The Montrose coverage litigation is decades old and concerns liability coverage for long-tail environmental losses. The specific coverage issue decided by the Court was whether various provisions requiring “other insurance” to be taken into account before coverage under an excess liability policy attaches requires a policyholder to horizontally exhaust all underlying policies before accessing the excess policy. The Court noted that this requirement appeared in various locations among the policies at issue, including in the definitions of “loss” and “retained limit,” and in the “Loss Payable” or “Limits” provisions. The Court grouped all such references together, regardless of the nature of the provision, and referred to them as “other insurance” clauses.

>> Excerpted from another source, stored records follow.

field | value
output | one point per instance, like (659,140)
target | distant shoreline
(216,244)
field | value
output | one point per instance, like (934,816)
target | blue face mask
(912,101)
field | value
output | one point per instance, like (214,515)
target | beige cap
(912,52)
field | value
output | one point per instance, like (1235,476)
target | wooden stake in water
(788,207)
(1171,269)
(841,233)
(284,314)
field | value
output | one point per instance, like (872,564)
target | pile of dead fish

Montrose argued the various references to “other insurance” apply only to claims between insurers and do not require the policyholder to exhaust all triggered coverage horizontally before pursuing coverage vertically in a policy period of its choice. The insurers cited long-standing California precedent holding that horizontal exhaustion is the general rule, absent express policy language requiring exhaustion only of the scheduled underlying insurance before the excess policy would respond.
The Court adopted Montrose’s interpretation. It reasoned that vertical exhaustion is consistent with its decisions in Aerojet-General Corp. v. Transport Indemnity Co., 17 Cal.4th 38, 57 (1997) (adopting the “all sums” rule) and State of California v. Continental Insurance Co., 55 Cal.4th 186, 195-96 (2012) (policyholder may recover the full limits from every triggered policy for continuous property damage, so long as some of the damage occurred while each policy was in effect).
The Court rejected the insurers’ argument that Dart Industries, Inc. v. Commercial Union Insurance Co., 28 Cal.4th 1059 (2002), supported horizontal exhaustion. It found that decision explained that “other insurance” clauses were “designed to prevent multiple recoveries when more than one policy provided coverage for a particular loss,” but did not dictate a particular exhaustion rule. (Opinion at 18 (citing Dart at 1079).)
The Court acknowledged that if the “other insurance” clauses were read in isolation, they may support horizontal exhaustion. It noted with significance the fact that the policies regularly included a schedule of underlying insurance for the same policy period and that, under the insurers’ interpretation, such schedules might only represent a small fraction of the insurance policies that must be exhausted. The Court found the insurers’ interpretation less plausible when the “other insurance” clauses are read together with all provisions in the policies, and consideration is given to their “historic role of governing allocation between overlapping concurrent policies.” (Opinion at 22-23.)
To bolster its decision, the Court ruled that “[t]o the extent any of the language of these policies remains ambiguous, we resolve these ambiguities to protect ‘the objectively expectations of the insured.’” It found the parties’ reasonable expectations favors a rule of vertical exhaustion. (Opinion at 23.)
Finally, the Court distinguished Community Redevelopment Agency v. Aetna Casualty & Surety Co., 50 Cal.App.4th 329 (1996), which has been long-cited for application of the horizontal exhaustion rule in California. It noted that decision involved a dispute between a primary and excess insurer and not the policyholder. The Court further found the limited issue addressed by Community Redevelopment was whether an excess insurer had to drop down and defend the insured before all available primary coverage exhausted. With expressly disapproving Community Redevelopment, the Court held it “offers no real lessons for resolving the question now before us.” (Opinion at 27.)
The California Supreme Court departed from long-standing California precedent that has been followed by numerous trial courts, in holding that, for continuous injury claims, a policyholder may access coverage vertically after exhausting underlying limits in the same policy period. It rejected the rule of horizontal exhaustion, despite the presence of provisions requiring all “other insurance” to be taken into account before excess policies may attach.